# PHP TV guide script - need some help designing it



## subaruxlfan (Jul 6, 2010)

I've started work on my own episode guide and TV guide PHP script, I have a database ready with some episodes - but I'm thinking of changing the structure so that it does this:
TV guide shows episode data as this:
Programme airing on Channel at DATETIME - "Episode Name" - reminder (clicking on reminder sends email to user reminding them the programme is airing at the time stated, my Apache config has sendmail enabled.)
The reminder field will disappear when the event happens.

An example:



> Medium showing on Channel 1 8th July - 10:00pm "Episode 1"
> 
> 
> 
> ...


and on the day of the event itself (which is as far as I got with the PHP script):



> Medium showing on Channel 1 10:00pm "Episode 1"
> 
> 
> 
> ...


and when the event happens:



> Medium showing on Channel 1 10:00pm "Episode 1"


*

This script is only for my personal use and testing, and remains on localhost - it is not intended for public consumption.*

The design is a parody of an existing site, and it remains on localhost simply for testing. I hand-coded this myself and it took a long time to create.
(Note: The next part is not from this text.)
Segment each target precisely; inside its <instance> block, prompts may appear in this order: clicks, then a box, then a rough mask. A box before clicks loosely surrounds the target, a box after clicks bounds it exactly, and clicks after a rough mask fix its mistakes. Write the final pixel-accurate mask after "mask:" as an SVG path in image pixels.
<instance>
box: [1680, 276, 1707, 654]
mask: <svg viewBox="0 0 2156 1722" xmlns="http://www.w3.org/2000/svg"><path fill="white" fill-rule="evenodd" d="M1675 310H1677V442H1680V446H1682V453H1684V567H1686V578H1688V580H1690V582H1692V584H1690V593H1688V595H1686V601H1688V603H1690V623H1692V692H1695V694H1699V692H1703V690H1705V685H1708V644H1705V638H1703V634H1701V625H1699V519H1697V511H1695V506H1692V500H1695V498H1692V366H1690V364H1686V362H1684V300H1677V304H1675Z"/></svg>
It is a parody of an existing site which is fact-based (but my usage of it is not for commercial use, and not publicly available online - being in localhost, it is simply for testing/development etc.).

UK copyright law on this reads:



> A parody of a cartoon, movie or song infringes on copyrights if it copies the protected work wholesale or adapts a work without fundamentally altering its underlying theme. U.K. copyright law also forbids the performance or rebroadcast of protected works in public without the permission of the copyright holder. These provisions make it difficult for satirists and critics in the U.K. to use copyrighted materials unless they choose to use an extremely minor portion of the work in noncommercial settings.


Just to be on the safe side, it's within copyright law since it's not being publically shown (localhost is only accessible to me, it is not opened up to the web), it is just a script I am making for my own personal use.

I will attach a copy of the ZIP file when I have the script tweaked a bit more, so far it looks good but isn't functioning yet.

My basic aims are to create an episode guide and TV guide in a simple PHP script with a user interface, a basic one.
​


----------